Africa urged to invest in food security

Africa needs to invest in infrastructure, equipment, training and education to smallholder farmers in addition to adopting investor friendly regulation on property rights and food prices in order to adequately feed itself.

This was agreed at a private investment seminar held in Sydney, Australia, six days ago where participants called for positive change on the continent.

“In a nutshell the consensus is that unless there are significant, systematic changes, it would be hard to

Achieve (food self-sufficiency),” said Ignition Investment Management, an Australian investment and advisory firm focusing on key growth sectors in sub-Saharan Africa.

The seminar was co-hosted by Ignition, which currently has investments in the agricultural and tourism sectors in Kenya and Zimbabwe, and the Australia African Business Council (AABC).

“There are incredible opportunities for private investors to introduce not only financing but low cost efficiency tweaks and strategy advice to achieve significant gains in productivity and profit margins in the agriculture sector.

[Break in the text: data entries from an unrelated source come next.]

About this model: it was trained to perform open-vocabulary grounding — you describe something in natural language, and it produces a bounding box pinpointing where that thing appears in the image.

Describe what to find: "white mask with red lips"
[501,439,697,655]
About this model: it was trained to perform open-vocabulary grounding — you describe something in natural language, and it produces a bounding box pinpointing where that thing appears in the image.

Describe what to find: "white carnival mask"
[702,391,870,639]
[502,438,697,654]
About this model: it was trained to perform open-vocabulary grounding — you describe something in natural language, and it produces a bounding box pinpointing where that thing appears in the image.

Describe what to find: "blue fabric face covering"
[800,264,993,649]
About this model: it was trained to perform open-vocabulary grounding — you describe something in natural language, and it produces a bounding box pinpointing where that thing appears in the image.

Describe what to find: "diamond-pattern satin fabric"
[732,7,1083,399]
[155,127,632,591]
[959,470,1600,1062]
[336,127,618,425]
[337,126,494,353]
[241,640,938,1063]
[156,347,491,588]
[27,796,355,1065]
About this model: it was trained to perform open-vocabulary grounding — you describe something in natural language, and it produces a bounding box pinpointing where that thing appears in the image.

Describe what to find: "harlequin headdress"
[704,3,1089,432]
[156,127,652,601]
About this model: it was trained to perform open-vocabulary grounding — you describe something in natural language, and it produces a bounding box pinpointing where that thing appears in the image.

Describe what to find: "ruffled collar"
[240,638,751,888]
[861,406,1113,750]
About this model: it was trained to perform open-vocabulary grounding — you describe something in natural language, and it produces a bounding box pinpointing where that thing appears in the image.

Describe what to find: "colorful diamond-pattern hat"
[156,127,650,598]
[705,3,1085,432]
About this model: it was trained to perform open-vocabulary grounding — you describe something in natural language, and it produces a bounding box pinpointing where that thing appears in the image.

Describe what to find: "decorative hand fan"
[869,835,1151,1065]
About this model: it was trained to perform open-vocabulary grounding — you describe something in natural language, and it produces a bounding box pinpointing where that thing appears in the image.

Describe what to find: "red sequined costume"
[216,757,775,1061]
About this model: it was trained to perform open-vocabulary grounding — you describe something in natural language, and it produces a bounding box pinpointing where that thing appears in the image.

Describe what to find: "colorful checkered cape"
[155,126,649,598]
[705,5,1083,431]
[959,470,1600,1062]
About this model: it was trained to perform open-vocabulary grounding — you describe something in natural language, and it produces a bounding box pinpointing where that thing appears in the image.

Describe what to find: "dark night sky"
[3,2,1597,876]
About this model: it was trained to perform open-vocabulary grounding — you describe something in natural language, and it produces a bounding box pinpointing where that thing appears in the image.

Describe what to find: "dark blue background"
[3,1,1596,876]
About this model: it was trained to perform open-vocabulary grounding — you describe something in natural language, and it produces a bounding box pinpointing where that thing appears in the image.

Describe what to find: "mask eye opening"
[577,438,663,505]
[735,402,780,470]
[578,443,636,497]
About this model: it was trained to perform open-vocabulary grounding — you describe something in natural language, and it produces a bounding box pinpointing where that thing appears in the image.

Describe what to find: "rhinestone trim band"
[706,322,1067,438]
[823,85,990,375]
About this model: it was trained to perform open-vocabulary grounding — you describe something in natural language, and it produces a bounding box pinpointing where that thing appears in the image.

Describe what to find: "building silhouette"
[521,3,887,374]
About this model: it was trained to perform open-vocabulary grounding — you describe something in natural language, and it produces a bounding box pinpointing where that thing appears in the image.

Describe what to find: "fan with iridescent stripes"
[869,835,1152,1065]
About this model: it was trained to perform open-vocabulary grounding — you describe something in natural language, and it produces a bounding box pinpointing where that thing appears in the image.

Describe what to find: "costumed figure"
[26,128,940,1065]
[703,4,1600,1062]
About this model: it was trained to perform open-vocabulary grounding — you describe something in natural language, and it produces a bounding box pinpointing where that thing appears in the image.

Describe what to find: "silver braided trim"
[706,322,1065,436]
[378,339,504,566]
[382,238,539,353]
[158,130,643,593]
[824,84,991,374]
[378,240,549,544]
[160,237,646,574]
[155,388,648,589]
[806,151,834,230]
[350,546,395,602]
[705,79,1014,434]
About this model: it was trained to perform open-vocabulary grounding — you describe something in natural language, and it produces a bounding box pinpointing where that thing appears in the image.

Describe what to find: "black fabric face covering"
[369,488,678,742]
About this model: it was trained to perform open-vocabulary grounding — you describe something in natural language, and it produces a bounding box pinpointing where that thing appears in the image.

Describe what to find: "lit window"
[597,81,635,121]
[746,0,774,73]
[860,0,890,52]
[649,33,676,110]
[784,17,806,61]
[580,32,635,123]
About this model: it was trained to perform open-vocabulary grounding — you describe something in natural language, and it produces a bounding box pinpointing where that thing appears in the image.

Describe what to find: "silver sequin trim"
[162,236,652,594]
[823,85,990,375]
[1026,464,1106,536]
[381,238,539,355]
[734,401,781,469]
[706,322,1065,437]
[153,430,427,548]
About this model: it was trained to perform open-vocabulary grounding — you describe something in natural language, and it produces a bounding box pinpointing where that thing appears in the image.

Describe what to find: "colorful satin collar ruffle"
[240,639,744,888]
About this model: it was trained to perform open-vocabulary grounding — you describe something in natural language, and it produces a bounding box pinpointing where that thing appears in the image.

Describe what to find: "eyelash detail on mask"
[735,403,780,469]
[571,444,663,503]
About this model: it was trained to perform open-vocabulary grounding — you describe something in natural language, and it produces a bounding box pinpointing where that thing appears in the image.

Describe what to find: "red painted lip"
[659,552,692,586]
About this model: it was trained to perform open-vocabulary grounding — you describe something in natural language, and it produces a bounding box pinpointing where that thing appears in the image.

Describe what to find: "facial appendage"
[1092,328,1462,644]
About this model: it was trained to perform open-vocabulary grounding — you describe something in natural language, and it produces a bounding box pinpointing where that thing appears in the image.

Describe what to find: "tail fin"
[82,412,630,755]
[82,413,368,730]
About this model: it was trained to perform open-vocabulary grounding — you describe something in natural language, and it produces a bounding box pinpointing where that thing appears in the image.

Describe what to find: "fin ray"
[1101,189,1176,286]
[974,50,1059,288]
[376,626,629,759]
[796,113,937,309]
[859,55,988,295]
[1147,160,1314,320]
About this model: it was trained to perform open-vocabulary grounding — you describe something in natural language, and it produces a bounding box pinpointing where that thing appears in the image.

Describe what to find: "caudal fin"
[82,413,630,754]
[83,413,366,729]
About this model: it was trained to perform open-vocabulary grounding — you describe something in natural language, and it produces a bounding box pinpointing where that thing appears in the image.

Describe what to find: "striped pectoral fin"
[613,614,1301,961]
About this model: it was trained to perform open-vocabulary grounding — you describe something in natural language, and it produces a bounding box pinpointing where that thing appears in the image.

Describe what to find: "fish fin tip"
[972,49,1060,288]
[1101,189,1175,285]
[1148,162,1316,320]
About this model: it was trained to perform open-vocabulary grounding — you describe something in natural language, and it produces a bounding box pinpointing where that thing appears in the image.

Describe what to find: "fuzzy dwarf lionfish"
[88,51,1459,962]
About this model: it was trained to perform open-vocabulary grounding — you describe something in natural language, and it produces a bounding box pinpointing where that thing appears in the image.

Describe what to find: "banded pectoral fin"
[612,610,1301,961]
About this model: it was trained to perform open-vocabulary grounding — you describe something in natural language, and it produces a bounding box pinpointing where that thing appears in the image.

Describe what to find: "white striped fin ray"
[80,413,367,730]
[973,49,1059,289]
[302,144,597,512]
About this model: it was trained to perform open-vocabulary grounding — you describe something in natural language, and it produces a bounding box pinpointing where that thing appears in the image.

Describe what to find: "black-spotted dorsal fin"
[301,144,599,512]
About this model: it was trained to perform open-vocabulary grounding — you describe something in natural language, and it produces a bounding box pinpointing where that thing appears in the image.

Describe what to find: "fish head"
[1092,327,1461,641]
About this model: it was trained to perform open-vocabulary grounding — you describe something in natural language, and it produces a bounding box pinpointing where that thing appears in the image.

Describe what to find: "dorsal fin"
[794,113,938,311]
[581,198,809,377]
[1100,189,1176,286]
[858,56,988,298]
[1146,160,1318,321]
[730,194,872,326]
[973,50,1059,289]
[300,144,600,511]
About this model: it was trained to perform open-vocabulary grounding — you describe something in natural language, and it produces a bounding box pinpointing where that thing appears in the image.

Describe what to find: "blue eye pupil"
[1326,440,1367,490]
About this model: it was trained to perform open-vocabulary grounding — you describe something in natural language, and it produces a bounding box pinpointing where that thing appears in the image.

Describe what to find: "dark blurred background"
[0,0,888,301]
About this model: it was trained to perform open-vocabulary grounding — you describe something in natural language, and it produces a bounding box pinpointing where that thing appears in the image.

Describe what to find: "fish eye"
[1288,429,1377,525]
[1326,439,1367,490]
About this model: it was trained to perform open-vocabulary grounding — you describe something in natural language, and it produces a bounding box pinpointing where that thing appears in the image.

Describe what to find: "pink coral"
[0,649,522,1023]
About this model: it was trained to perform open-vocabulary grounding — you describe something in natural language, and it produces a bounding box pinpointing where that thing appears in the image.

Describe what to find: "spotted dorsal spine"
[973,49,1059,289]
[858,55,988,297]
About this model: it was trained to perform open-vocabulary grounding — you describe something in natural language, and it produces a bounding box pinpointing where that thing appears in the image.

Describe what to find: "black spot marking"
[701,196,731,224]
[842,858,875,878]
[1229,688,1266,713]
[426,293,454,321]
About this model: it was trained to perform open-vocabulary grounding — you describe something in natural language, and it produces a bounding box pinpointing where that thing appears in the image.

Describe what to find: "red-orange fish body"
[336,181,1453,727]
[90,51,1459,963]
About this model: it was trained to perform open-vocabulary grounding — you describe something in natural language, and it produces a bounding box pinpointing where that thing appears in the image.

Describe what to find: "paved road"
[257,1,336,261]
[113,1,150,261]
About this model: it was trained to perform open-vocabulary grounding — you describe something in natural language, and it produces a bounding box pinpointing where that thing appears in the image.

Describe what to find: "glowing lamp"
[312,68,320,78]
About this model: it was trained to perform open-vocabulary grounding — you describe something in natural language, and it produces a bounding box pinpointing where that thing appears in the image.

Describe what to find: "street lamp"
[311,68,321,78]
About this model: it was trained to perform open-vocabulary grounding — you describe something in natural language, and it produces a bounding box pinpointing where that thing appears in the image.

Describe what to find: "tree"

“The fact that Africa imports close to $50 billion of food every year even though it has an estimated 25 percent of the world’s arable land, 7-10 million young people entering the labour force every year and yield rates of small to medium holder farmers are still much lower than the potential all bode well for private investors in Africa,” said Ignition.

The seminar identified several challenges facing the region, among them lack of capital, persistent droughts, energy crisis and monopolies in the agricultural sector.